CDC implements new recommendations for TB treatment

The U.S. Centers for Disease Control and Prevention recently released new recommendations for the use of a new latent tuberculosis treatment option. The new recommendations address how to administer a 12-dose regimen for TB preventive therapy that will shorten and simplify the course of treatment. What would normally take nine months to distribute, will now be complete in 12 weeks, the centers said.

Two clinical trials spurred the CDC to make its recommendations, which found a once a week regimen of the anti-TB drugs taken over a period of three months was equally effective at preventing TB disease as the self-administered nine-month daily regimen of a different drug commonly used. The new regimen reduces the number of doses required from 270 to 12.

“This regimen has the potential to be a game-changer in the United States when it comes to fighting TB,” said CDC Director Thomas R. Frieden, M.D., M.P.H. “It gives us a new, effective option that will reduce by two-thirds – from nine months to three months -- the length of time someone needs to take medicine to prevent latent TB infection from progressing to active TB disease.”
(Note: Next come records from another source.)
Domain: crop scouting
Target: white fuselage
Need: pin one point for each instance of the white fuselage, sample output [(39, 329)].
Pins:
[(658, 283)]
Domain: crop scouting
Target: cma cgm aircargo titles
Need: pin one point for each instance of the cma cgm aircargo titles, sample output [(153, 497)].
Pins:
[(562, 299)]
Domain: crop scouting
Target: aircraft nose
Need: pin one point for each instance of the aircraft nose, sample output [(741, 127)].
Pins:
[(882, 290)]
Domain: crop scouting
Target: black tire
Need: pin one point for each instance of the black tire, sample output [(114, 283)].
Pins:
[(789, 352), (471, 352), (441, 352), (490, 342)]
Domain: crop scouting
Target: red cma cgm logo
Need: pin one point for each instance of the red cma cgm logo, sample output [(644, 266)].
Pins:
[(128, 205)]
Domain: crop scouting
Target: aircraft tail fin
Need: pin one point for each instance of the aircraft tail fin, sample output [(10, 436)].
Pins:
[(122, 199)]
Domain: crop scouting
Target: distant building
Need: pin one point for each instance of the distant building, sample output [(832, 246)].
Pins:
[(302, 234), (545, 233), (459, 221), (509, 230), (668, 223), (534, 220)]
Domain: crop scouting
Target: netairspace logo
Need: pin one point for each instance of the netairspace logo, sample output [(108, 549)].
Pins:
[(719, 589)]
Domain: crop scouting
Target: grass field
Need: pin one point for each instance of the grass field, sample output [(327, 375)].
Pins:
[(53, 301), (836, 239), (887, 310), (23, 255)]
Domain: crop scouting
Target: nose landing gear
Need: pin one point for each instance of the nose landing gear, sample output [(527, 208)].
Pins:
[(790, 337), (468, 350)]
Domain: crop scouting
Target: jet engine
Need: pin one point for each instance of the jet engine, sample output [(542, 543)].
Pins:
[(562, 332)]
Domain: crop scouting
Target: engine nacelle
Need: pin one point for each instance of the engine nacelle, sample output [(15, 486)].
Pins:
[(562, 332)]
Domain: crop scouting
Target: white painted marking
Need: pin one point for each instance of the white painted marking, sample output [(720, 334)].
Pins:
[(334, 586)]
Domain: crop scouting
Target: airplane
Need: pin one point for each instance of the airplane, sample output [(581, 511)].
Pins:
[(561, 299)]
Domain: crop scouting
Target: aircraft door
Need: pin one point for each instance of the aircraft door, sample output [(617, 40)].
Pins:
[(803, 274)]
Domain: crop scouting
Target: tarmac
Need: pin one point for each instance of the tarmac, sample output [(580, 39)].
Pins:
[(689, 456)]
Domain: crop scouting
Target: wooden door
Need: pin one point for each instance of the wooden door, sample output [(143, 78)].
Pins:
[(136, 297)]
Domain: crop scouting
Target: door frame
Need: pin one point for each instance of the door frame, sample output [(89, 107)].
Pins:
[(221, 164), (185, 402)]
According to the CDC, latent TB infection occurs when a person has TB bacteria but shows no symptoms and therefore cannot transmit the bacteria to other people. If the bacteria becomes active, TB disease will develop causing the person to fall ill and become contagious to others. Not everyone with TB bacteria develops the disease, people with weakened immune systems are more susceptible.

The CDC reported the number of U.S. cases of active TB disease reached an all-time low of 11,182 in 2010. Currently, about 4 percent of the U.S. population has latent infections, or 11 million individuals.

The World Health Organization reported 8.8 million people worldwide caught contagious lung disease in 2010, and 1.4 million died from it. Tuberculosis develops in 5 to 10 percent of the people infected by TB bacteria typically after six to 18 months while the infection lies dormant. Some people are able to house the disease for decades, the AFP reported.